Experimental Data [0063] Various experiments have been run to confirm the results shown in Table I. In one test, HIV V3 loop sequences with tropism were downloaded from LANL database.

Sequences with tropism other than CCR5 or CXCR4 or dual were removed. The sequences are then aligned to the reference sequence

"CTRPNNNTRKSIHIGPGRAFYTTGEIIGDIRQAHC" and those not starting or ending with amino acid C were also removed. 1314 sequences with CCR5 tropism and 486 sequences with either CXCR4 or dual tropism were available for analysis.

[0064] For the data set, identical sequences with different tropism were removed to ensure data quality, and non-unique sequences were removed. Finally, 606 unique CCR5 tropic sequences from 375 patients and 213 unique CXCR4 or dual tropic sequences from 90 patients were included in the analysis.

[0065] In the experiment, in-house data (CCR5, CXCR4 or dual tropic) and sequences purchased from Monogram (CXCR4 or dual tropic) are included in the analysis. 1422 CCR5 -tropic sequences and 617 CXCR4 or dual tropic sequences were compiled. After conflicting or redundant sequences were removed, 621 unique sequences with CCR5 tropism from 381 patients and 262 unique sequences with CXCR4 or dual tropism from 113 patients were used for analysis. The quality of the extra data is believed to be higher than that of the sequences from LANL database.

[0066] In each cross validation, 100 sequences with CCR5 tropism and -25 patients with CXCR4 or dual tropism were selected as testing samples, all from different patients.

Sequences from other patients were used as training samples. The performance of the new algorithm on the LANL dataset and the expanded dataset is shown in Table I.
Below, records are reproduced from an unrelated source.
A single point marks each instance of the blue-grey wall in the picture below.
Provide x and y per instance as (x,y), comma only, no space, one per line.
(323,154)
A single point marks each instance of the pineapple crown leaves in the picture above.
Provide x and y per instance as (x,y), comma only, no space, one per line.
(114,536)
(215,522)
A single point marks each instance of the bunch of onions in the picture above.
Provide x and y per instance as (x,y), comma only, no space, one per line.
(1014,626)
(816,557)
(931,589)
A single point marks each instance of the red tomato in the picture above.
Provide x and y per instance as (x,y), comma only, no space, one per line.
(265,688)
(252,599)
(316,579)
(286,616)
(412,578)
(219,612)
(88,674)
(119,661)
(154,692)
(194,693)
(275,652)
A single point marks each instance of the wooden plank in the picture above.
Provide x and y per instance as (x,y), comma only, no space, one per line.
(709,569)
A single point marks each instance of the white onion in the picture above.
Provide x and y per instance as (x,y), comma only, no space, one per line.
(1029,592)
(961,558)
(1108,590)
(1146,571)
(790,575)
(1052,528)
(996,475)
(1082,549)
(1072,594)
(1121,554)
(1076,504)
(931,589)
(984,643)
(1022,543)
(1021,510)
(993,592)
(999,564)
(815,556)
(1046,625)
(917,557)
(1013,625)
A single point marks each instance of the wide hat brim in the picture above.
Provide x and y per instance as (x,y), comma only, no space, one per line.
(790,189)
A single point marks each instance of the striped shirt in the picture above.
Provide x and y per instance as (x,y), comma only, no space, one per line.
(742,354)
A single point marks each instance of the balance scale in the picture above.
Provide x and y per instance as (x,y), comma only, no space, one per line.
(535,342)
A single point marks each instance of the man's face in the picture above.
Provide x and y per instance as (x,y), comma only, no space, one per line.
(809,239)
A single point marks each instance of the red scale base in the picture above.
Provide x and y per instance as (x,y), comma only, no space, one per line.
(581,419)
B. TECHNIQUES FOR CLASSIFYING A DATA POINT BASED ON A MULTITUDE OF CLASSIFIERS [0067] Another aspect of the invention relates to classifying a data point based on forming a multitude of classifiers. The method includes subdividing a data set into a set of data subsets, forming a plurality of training sets each created by sampling one data point from each data set, training a plurality of classifiers based on the plurality of training sets, and taking a vote of the decisions made by the plurality of classifiers. [0068] In a specific embodiment for training a classifier for a patient infected for HIV virus, a set of training data is obtained from several patients. Instead of building one classifier for the entire data set, many classifiers can be built. Data from each patient can be defined as forming an individual data subset. Multiple training sets can then be derived from each individual data subset by randomly obtaining one data point from each data subset (i.e. patients). According to the embodiment, information from other sequences of a data subset from the same patient can thus be ignored. Next, each classifier can be trained based on each one of the training sets. A final prediction result can then be derived based on a vote of the pool of classifiers.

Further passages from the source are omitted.